• 41°

Chief Mark Scott reflects on his 30 year career as a Police Officer

BY:  Mark Scott, Americus Chief of Police

We are two months in to 2020 and as we look forward to the beginning of a new decade, I can’t help but reflect on the events that helped to bring us here.  August of 2019 marked 30 years as a police officer for me and there have been a lot of changes in our profession during that time.  When I started this career journey in 1989, crack cocaine use was becoming epidemic and the national focus for law enforcement was the “war on drugs”.  In Thomasville, we were actively working to arrest drug dealers, but we were also being trained on the concept of Community Oriented Policing.  Computers were just coming on the scene and our city was one of the first in South Georgia to install a computer system to electronically store information.  Patrol officers like me weren’t allowed to use it, but I did get to go in the computer room once.  The computer filled the room and looked quite impressive.  It probably had about a tenth of the computing power of the smart refrigerator we have at home today.

During the first twenty years of my career, technology began to change how we did business.  We got video cameras in our patrol cars and started using laptop computers to write reports rather than pen and three-part carbon paper.  In the last ten years, technology in law enforcement has increased exponentially.  Every officer now has a body camera.  All our data is stored electronically, and officers can run a tag, swipe a license, and print out a traffic ticket in just a few minutes.  There are video cameras everywhere and facial recognition software can identify a suspect almost instantly.  We can now get DNA from just the smallest amount of trace evidence and scientific advances are allowing us to go back and solve serious cases from decades past.  With all the technological advances this past decade one thing that has not changed is the imperative that police departments focus on the needs of the community and actively work to build community trust and support.  In fact, it is more important now than ever.  We’ve made a good start, but trust and respect are not something that you can earn one time and then put on a shelf to have forever.  They must be earned continually.

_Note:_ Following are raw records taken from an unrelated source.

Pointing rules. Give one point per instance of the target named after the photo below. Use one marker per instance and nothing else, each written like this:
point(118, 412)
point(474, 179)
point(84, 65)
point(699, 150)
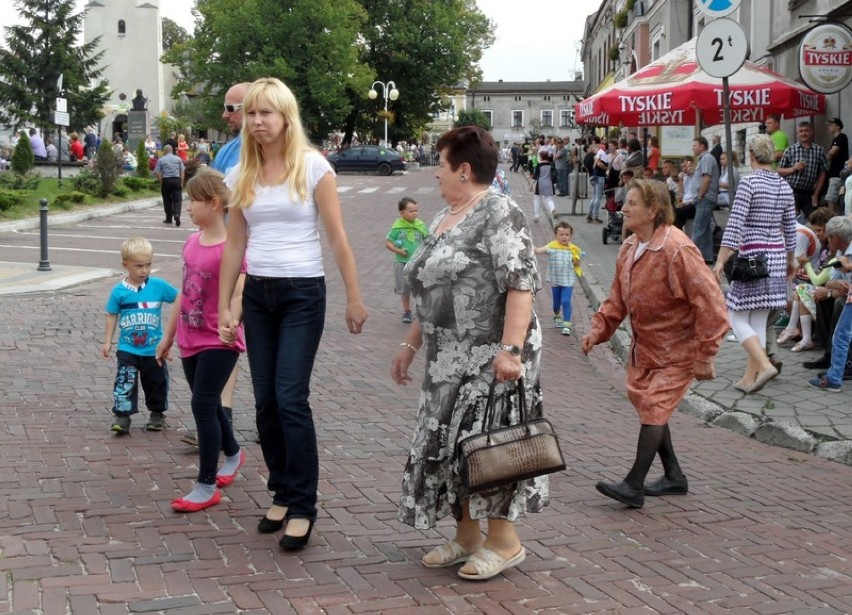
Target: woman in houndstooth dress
point(762, 221)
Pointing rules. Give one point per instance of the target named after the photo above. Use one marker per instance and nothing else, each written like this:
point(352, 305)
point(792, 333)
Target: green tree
point(473, 117)
point(428, 49)
point(107, 168)
point(37, 52)
point(311, 45)
point(23, 158)
point(173, 34)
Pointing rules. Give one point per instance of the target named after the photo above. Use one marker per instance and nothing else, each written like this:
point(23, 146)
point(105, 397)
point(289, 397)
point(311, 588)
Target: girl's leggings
point(562, 298)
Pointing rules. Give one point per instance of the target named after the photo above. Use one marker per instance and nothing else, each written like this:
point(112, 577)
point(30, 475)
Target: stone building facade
point(517, 108)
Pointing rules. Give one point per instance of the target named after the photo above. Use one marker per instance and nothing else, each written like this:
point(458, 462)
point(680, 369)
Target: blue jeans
point(840, 346)
point(133, 368)
point(207, 373)
point(702, 228)
point(597, 197)
point(284, 319)
point(562, 298)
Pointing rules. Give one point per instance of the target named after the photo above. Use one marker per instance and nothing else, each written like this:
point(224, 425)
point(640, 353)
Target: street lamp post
point(389, 91)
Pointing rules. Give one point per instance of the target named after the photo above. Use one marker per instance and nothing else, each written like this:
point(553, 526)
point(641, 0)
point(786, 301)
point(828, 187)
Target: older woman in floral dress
point(677, 316)
point(472, 282)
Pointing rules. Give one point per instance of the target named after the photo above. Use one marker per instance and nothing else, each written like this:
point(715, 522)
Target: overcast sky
point(534, 41)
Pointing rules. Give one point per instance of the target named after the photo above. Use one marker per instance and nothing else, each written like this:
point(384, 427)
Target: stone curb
point(28, 224)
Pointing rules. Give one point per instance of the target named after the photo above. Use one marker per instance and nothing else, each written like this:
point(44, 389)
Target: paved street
point(86, 527)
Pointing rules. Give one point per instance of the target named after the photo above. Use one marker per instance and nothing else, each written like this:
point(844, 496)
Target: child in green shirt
point(404, 237)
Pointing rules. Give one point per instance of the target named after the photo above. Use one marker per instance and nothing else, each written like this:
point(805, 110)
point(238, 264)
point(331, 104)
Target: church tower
point(132, 42)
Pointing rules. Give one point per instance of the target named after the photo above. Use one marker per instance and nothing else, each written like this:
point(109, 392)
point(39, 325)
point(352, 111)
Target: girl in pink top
point(207, 360)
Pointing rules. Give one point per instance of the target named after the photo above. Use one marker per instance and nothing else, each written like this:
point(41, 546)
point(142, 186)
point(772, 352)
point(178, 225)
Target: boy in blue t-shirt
point(135, 305)
point(405, 236)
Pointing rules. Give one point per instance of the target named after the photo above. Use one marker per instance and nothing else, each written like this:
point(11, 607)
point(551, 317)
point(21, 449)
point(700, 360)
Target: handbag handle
point(489, 406)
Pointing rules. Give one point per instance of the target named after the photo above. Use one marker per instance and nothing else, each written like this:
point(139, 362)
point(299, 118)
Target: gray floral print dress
point(459, 281)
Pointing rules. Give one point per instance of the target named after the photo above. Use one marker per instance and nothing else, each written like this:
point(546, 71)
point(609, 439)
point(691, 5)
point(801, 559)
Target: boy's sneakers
point(156, 422)
point(824, 385)
point(121, 424)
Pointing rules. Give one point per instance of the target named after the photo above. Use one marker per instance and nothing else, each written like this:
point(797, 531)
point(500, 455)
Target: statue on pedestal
point(140, 103)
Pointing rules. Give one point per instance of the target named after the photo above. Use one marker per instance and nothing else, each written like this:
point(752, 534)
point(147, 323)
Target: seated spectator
point(831, 298)
point(811, 259)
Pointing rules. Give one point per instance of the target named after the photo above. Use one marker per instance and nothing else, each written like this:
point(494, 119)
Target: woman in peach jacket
point(678, 318)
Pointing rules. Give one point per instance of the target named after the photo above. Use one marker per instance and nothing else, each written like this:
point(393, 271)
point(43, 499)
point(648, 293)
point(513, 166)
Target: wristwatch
point(515, 351)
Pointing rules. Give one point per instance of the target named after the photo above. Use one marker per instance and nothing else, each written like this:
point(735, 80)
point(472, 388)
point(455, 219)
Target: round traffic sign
point(721, 48)
point(718, 8)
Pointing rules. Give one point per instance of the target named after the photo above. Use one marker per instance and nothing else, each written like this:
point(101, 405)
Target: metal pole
point(385, 90)
point(726, 110)
point(43, 264)
point(59, 156)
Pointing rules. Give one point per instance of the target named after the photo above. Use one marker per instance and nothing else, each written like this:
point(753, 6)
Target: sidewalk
point(86, 526)
point(787, 412)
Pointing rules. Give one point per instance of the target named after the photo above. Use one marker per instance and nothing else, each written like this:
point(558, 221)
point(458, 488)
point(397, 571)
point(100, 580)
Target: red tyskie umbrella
point(670, 91)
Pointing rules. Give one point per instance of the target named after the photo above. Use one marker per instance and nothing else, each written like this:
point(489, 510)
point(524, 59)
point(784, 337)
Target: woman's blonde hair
point(272, 92)
point(655, 193)
point(206, 185)
point(762, 148)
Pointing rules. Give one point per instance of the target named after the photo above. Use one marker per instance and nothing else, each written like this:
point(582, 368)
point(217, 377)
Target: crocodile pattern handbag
point(508, 454)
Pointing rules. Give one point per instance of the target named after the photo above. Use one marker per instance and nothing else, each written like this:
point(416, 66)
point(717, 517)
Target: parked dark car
point(367, 159)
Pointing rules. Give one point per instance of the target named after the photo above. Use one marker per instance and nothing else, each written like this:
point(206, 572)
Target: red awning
point(670, 90)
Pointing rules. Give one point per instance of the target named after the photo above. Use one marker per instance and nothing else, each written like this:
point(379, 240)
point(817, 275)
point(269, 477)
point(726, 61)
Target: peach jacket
point(676, 309)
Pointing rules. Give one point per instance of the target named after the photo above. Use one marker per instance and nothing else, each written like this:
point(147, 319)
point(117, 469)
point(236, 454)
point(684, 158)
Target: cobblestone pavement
point(86, 527)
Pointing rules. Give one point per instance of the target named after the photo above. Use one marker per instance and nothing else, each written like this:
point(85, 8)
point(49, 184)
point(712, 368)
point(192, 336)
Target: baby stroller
point(614, 222)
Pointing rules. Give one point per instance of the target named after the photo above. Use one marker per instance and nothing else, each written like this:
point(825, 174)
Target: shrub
point(16, 181)
point(9, 199)
point(142, 168)
point(88, 182)
point(136, 183)
point(108, 168)
point(65, 199)
point(22, 158)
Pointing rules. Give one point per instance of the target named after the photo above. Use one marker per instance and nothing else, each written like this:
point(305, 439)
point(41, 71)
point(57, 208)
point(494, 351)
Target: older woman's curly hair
point(762, 148)
point(655, 193)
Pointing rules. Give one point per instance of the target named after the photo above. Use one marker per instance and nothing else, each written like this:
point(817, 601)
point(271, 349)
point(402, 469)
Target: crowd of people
point(256, 284)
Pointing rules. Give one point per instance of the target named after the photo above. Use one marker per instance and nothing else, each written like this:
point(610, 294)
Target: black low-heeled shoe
point(622, 492)
point(269, 526)
point(295, 543)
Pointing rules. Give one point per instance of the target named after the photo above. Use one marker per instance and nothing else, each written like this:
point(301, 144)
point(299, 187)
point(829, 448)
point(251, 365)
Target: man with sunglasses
point(229, 154)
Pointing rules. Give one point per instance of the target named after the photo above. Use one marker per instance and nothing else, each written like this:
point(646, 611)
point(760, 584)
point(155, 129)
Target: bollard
point(43, 264)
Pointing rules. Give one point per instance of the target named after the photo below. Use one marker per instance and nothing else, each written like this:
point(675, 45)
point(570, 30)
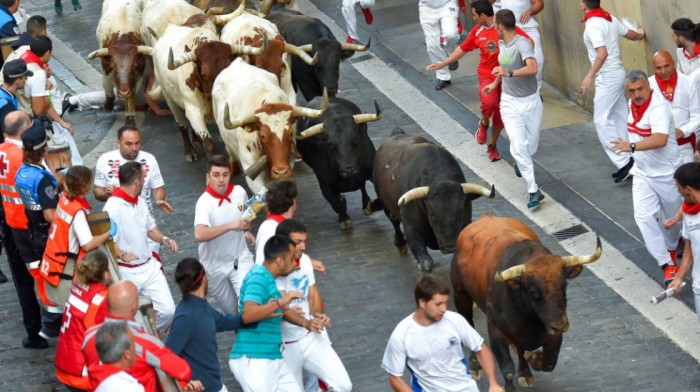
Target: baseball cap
point(35, 137)
point(15, 69)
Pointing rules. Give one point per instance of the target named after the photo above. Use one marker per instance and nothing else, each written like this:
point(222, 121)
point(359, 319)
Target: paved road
point(610, 346)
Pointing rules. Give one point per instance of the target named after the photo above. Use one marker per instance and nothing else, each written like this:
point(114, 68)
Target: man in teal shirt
point(256, 359)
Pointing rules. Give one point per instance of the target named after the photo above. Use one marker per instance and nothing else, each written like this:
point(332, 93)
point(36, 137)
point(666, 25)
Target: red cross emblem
point(4, 165)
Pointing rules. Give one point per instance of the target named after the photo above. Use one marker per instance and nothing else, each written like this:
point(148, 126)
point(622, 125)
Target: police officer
point(38, 190)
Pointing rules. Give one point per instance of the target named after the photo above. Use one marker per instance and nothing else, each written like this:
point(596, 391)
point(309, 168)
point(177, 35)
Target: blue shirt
point(193, 337)
point(265, 340)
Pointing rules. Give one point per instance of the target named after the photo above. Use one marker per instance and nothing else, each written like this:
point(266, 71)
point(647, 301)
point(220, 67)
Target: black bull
point(312, 36)
point(340, 152)
point(422, 186)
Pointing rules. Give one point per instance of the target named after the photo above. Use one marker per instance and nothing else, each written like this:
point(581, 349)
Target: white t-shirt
point(134, 223)
point(300, 280)
point(599, 32)
point(658, 118)
point(433, 354)
point(685, 105)
point(120, 382)
point(230, 245)
point(107, 173)
point(519, 7)
point(265, 232)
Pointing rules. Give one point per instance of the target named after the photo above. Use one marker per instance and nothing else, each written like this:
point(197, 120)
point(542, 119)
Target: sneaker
point(34, 342)
point(442, 84)
point(493, 153)
point(369, 18)
point(670, 271)
point(481, 132)
point(535, 199)
point(624, 172)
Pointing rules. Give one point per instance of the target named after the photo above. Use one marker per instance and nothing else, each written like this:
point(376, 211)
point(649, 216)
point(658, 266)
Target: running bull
point(521, 286)
point(340, 152)
point(422, 186)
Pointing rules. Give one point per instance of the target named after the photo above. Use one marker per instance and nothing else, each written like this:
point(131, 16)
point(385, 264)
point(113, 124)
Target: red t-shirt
point(486, 40)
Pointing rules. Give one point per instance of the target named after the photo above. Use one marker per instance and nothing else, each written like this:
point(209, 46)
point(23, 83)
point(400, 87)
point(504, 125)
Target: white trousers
point(225, 283)
point(534, 33)
point(522, 118)
point(263, 375)
point(610, 113)
point(315, 354)
point(655, 200)
point(149, 280)
point(436, 23)
point(348, 9)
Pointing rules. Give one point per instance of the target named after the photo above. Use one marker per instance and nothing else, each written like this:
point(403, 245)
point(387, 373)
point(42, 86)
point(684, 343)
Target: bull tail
point(397, 131)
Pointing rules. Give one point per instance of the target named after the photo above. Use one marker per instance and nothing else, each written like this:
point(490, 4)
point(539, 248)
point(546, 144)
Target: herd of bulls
point(240, 68)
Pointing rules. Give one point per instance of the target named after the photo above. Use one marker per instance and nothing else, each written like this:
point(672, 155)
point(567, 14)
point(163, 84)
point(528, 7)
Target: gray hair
point(111, 341)
point(635, 75)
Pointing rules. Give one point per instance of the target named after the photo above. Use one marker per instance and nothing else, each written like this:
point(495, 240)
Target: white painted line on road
point(672, 317)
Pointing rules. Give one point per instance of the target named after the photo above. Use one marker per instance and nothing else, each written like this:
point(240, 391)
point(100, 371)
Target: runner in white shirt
point(136, 261)
point(679, 91)
point(303, 348)
point(221, 230)
point(524, 11)
point(652, 140)
point(686, 35)
point(688, 182)
point(430, 342)
point(129, 150)
point(601, 37)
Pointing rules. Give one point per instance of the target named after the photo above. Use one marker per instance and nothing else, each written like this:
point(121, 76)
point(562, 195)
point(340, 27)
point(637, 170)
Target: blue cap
point(34, 138)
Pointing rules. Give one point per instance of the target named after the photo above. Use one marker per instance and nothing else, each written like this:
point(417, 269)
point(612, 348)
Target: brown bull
point(521, 286)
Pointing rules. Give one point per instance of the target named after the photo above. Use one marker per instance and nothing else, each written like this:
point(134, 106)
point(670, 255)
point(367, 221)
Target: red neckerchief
point(695, 53)
point(668, 86)
point(691, 209)
point(84, 203)
point(221, 198)
point(118, 192)
point(30, 57)
point(597, 13)
point(276, 217)
point(638, 111)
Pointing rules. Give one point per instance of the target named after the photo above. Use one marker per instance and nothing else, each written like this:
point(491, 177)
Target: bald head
point(15, 123)
point(664, 66)
point(123, 299)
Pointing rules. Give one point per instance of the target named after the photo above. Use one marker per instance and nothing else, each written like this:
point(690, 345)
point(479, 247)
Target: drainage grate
point(570, 232)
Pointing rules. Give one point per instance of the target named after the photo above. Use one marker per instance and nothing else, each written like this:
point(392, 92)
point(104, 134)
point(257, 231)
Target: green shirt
point(265, 340)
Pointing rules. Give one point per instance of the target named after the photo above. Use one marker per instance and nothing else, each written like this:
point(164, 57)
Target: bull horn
point(571, 261)
point(510, 273)
point(367, 117)
point(233, 125)
point(185, 58)
point(254, 170)
point(267, 6)
point(311, 131)
point(295, 50)
point(479, 190)
point(251, 50)
point(99, 53)
point(142, 49)
point(221, 19)
point(415, 193)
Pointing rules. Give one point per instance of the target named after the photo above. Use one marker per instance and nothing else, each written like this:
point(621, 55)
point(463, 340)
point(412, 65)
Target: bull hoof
point(526, 382)
point(425, 266)
point(402, 250)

I encourage everyone to take a look at the 2019 Americus Police Department Report to the Community that we published last month.  It is available as a downloadable PDF file on our web site, www.americusga.gov/police-department, and on our Facebook page.  The report details some of our major accomplishments from last year such as achieving national accreditation.  It also gives a detailed look at our crime statistics.  I realize that public perception (particularly on social media) is that crime is rampant in Americus and across the nation, but in reality, our crime numbers are way down.  We are happy to report that the number of serious crimes reported in 2019 is the lowest it has been since 1988.  That’s right, we hit a 30-year low in serious crime last year.  We also showed a marked increase in the number of drug arrests and other officer-imitated enforcement activity as we were able to fill many of our vacancies.

While we have made a lot of progress as a community, there is still much work to be done.  We continue to ask that the community continue to work with us to make Americus and Sumter County as safe and prosperous community.